Look how much the series has evolved since then. Earlier, on a Pokémon-centric Nintendo Direct, Nintendo showed us fans just how far the series had come: from 1996’s blocky sprites to the most recent three-dimensional Pokémon X and Y versions. The mechanics of the games have evolved with time: with the addition of new types, new strategic elements, and the Mega Evolution. The franchise has spawned its own anime series with over 800 episodes thus far, a myriad of spin-off titles that take place in various settings separate from the core series, a thriving trading card game, an ubiquitous amount of merchandise, and a voraciously competitive Pokémon community. It has since become one of the most renowned video gaming franchises in the world. Based on data obtained in March 2014 from a previous Pokémon week, according to Polygon:
- The Pokémon video game franchise has sold more than 260 million games worldwide
- The Pokémon trading card game has shipped more than 21.5 billion cards to 74 countries in 10 languages
- There are more than 800 episodes in the Pokémon animated series — it is now in its 17th season
- There have been 17 full-length Pokémon feature films
- The most recently-released Pokémon games, Pokémon X and Pokémon Y(which launched worldwide on Oct. 12, 2013) sold nearly 12 million copies globally in their first four months
Based on those figures, Pokémon is a cultural phenomenon.
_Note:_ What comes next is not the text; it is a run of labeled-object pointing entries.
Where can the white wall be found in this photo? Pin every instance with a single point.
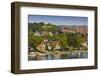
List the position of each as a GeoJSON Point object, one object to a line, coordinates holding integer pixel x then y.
{"type": "Point", "coordinates": [5, 33]}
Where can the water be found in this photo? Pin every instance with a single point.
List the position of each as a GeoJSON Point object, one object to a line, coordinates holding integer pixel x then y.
{"type": "Point", "coordinates": [69, 55]}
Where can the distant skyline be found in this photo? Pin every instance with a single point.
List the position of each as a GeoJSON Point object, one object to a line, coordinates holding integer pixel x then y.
{"type": "Point", "coordinates": [58, 20]}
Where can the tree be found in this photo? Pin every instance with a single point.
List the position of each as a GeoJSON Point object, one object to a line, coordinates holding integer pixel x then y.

Its star mascot, Pikachu, has made its way into popular culture as a recognizable icon, with a similar level of recognition as Mario.
The level of excitement for Pokémon has not been this high for quite a while. The last titles to be released from the core series was November 2014, with the remake of Pokémon Omega Ruby and Alpha Sapphire. Pokémon spin-off titles have been releasing in the interim, with games like Pokken Tournament making an appearance at Japanese arcades, on the Nintendo Wii U, and even at fighting tournaments such as the Evolution Championship Series tournament in Las Vegas, Nevada, this July. Pikachu gets its own video game in the form of Detective Pikachu on the Nintendo 3DS, and the series decided to go mobile by partnering with Niantic to create a virtual reality Pokémon title that takes place in the real world: Pokémon GO. Nintendo has been rallying fans up in many ways, stating that 2016 will be the year for Pokémon fans. At Superbowl 50, Nintendo brought out an ad that urged fans to remember the franchise, and to be ready.
On the 20th anniversary, the seventh generation of titles was announced: Pokémon Sun and Moon versions, coming to the Nintendo 3DS in the holiday season. Fans collectively lost it. Personal opinion here: Pokémon X and Y were among the weakest of main series titles. With a focus on three-dimensional models for Pokémon in battle, the titles fell flat for many in several departments. Many speculated, that due to the legendary Pokémon Zygarde receiving so many different forms, that the third Kalos title, a rumored Pokémon Z, would be brought out as the next game. The anime even called its latest season Pokémon XY and Z. In a way, I personally am glad that Nintendo chose not to do a third game that polishes the mistakes of the first games. A seventh generation of Pokémon could be what Nintendo needs to revitalize the Nintendo 3DS; the company has reported that there would be a reduced sales expectation, slashing their overall sales by one million units. The series formula has gotten rather dry, and some of the new Pokémon felt uninspired, drab, and out of place in the universe. With the advent of downloadable content, it is always possible to revisit the Kalos region again. The advent of the seventh generation should, and must, bring everything together. It’s my hope that Nintendo creates a more engaging story line, to draw in its fans who have stuck with the franchise from the very beginning.
Nintendo and The Pokémon Company have quite a bright future ahead of them. With Pokkén Tournament coming very soon on March 18, Pokémon GO slowly making its way out for release, the re-release of Pokémon Red, Blue, and Yellow on the Nintendo 3DS, and Pokémon Sun and Moon this holiday season, the franchise is about to take off to unexplored heights. As a fan of Pokémon from the very beginning, it’s been a wonderful 20 years, and I look forward to seeing many more.